Craig Manning (Michael Moriarty) is a successful doctor whose medical research aiming at some sort of diffuse self-realization leads him into self-experimentation with his self-invented mix of acupuncture and electro shock, not exactly to the delight of his girlfriend and colleague Julie Warren (Penelope Milford).
Caused by his SCIENCE!, Craig starts to have strange dreams in which he seems himself murdering women who are all at the tail end of middle age. As if that weren't disturbing enough, Craig's dreams of murder soon turn into day dreams, complete with sleepwalking. The doctor has the strange feeling that he is not just experiencing violent fantasies produced by his own experimental treatment and the depths of his subconscious, but has opened the door to someone else's mind. Craig is quite convinced that the person whose deeds he witnesses is his Siamese twin brother Keith, and that his brother can sometimes see through his eyes too (how that's supposed to work without Keith having undergone Craig's treatment, I surely don't know). Keith, however, is supposed to have died at the age of seventeen in a fire that also killed the brothers' foster father. Still, Craig visits his foster mother Mrs Thomason in the home for the elderly she's now being treated in to ask a few poignant questions about Keith's dead. Turns out that Mrs Thomason was lying about Craig's brother all these years to protect him from police interest.
Now that Craig is sure his brother is alive, he just has to meet him and somehow "save" him from his murderous impulses. A new vision soon shows him that Keith is in Hamburg, so Craig decides to look for him there. This is of course a very bad idea, and before you can say "I toldya", Keith sets a plan in motion that will put the blame for his murders on his innocent brother.
The old tale of the good twin and the evil twin already had survived more variations than anyone should care to count when Alberto De Martino made this thriller, yet it is one of those basic set-ups which - if treated with care - have so much thematic resonance that they are always worth exploring.

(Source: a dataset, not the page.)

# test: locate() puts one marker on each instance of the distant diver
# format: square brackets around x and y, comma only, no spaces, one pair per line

It's also the sort of set-up that gives a willing actor an opportunity to really do some Acting. One can do that subtly, showing the on the surface identical twins to be completely different persons through slight gestures and minimal changes in posture and voice, or one can do it like Michael Moriarty does here, by wildly chewing the scenery as if it were the only thing standing between one and starvation. That's not really a criticism of Moriarty's performance here, mind you. Rather, the broadness of his performance fits perfectly to Blood Link's not exactly subtle script that mostly goes into the most obvious directions, but at least goes there with enough conviction and technical to make for an interesting film.
For most of the time, Blood Link is also a relatively logical film, at least if you're willing to buy into the whole good twin/evil twin business and into the telepathy. In an Italian film of this era, that's about as naturalistic and un-dreamlike as it gets. Only in the final twenty minutes, the script gives up on reality as I know it completely, and goes for a sleazy yet fitting finale that's based on Keith's impotence, only to end on a not very well prepared but really disturbing scene where the differences between the brothers have completely disappeared.
The ending would really work better for a film that's more dreamlike than the often rather straightforward Blood Link. This straightforwardness, however, comes with the territory of the film's director Alberto De Martino. De Martino is the kind of guy who is always able to make solid and well-paced films, yet his films seldom prove to be mad enough to be completely to my (admittedly sometimes dubious) tastes. In fact, Blood Link is probably as weird as it gets for De Martino (unless a until now unseen by me film will prove me wrong), and might be a film to watch especially for those viewers who can't cope with more dreamlike Italian films.
Even if you can cope with less normal films, though, there's no reason to avoid this one. It is a perfectly fine thriller with a perfectly hysterical lead performance.